Kerry dialed into a meeting of Abdullah's leadership council late Wednesday and early Thursday that was attended by President Barack Obama's top representative to the region, Dan Feldman, as well as the U.S. and British ambassadors and the top U.N. representative to Afghanistan, said Nasrullah Arsalai, an Abdullah campaign manager.

"I think it helped a lot because I saw in our leadership council the flexibility to see the realities and see the necessity of flexibility more than before," Arsalai said.

Belgium arrests Liberian civil-war figure

BRUSSELS -- Belgium has arrested a high-ranking member of the rebel movement that plunged Liberia into conflict more than two decades ago and charged her with war crimes and crimes against humanity, a spokesman for federal prosecutors said Thursday.

The charges against Martina Johnson, former head of the heavy artillery unit for the National Patriotic Front of Liberia, are believed to be the first against a Liberian for international crimes committed during the country's first civil war.

Johnson has been described as a leader of Operation Octopus, a brutal 1992 battle for Liberia's capital city, Monrovia, in which thousands were killed or raped and looting was rampant. Liberian victims filed a complaint against her in 2012 in Belgium.

Johnson was arrested this week, said Jean-Pascal Thoreau, the Belgian prosecutors' spokesman.
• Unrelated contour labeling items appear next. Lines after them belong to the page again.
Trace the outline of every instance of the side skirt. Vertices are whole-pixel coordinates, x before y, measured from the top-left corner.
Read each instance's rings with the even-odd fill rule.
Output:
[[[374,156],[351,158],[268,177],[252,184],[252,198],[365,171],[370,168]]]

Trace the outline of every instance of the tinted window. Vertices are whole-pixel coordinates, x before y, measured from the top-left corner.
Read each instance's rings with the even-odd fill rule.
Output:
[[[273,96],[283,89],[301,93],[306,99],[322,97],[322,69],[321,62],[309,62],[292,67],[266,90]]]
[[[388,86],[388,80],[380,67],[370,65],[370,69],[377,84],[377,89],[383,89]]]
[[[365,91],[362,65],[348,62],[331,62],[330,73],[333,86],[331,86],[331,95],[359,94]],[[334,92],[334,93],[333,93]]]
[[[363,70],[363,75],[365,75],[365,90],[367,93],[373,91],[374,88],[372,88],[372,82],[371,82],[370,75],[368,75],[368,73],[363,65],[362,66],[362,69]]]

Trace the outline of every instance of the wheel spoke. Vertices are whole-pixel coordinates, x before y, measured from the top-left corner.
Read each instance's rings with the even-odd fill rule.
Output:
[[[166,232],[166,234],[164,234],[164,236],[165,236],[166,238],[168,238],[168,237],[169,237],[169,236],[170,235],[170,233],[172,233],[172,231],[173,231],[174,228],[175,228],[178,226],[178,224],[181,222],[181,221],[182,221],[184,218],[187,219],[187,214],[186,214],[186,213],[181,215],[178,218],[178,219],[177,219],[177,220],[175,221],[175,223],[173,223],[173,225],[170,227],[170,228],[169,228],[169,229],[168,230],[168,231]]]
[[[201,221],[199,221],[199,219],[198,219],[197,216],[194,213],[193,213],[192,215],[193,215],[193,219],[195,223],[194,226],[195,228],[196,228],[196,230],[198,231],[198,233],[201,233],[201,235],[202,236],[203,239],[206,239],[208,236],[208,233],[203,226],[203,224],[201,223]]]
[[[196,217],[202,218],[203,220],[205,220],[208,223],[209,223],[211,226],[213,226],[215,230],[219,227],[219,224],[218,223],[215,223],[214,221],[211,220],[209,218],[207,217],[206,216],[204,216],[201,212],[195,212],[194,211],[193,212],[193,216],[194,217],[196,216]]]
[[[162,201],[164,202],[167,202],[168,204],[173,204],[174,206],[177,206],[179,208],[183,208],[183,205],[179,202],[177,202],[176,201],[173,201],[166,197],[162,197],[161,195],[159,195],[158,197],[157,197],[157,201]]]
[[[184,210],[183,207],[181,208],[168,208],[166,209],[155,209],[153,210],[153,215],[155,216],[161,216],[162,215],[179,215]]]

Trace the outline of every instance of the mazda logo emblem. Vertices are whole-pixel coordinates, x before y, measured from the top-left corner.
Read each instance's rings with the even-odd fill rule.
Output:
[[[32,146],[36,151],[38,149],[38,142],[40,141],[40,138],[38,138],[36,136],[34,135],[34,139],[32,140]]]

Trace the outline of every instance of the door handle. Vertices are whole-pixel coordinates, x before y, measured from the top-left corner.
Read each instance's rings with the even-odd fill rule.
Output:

She will appear today before a judge who will decide whether to keep her in detention, Thoreau said.

Led by Charles Taylor, the front launched its assault on Liberia in December 1989. Tens of thousands of people were killed before the civil war ended in 1996, the year before Taylor became president. A second, four-year civil war ended when Taylor stepped down and fled to Nigeria in 2003.

Taylor is serving a 50-year sentence in Britain for war crimes and crimes against humanity related to his involvement in neighboring Sierra Leone's civil war.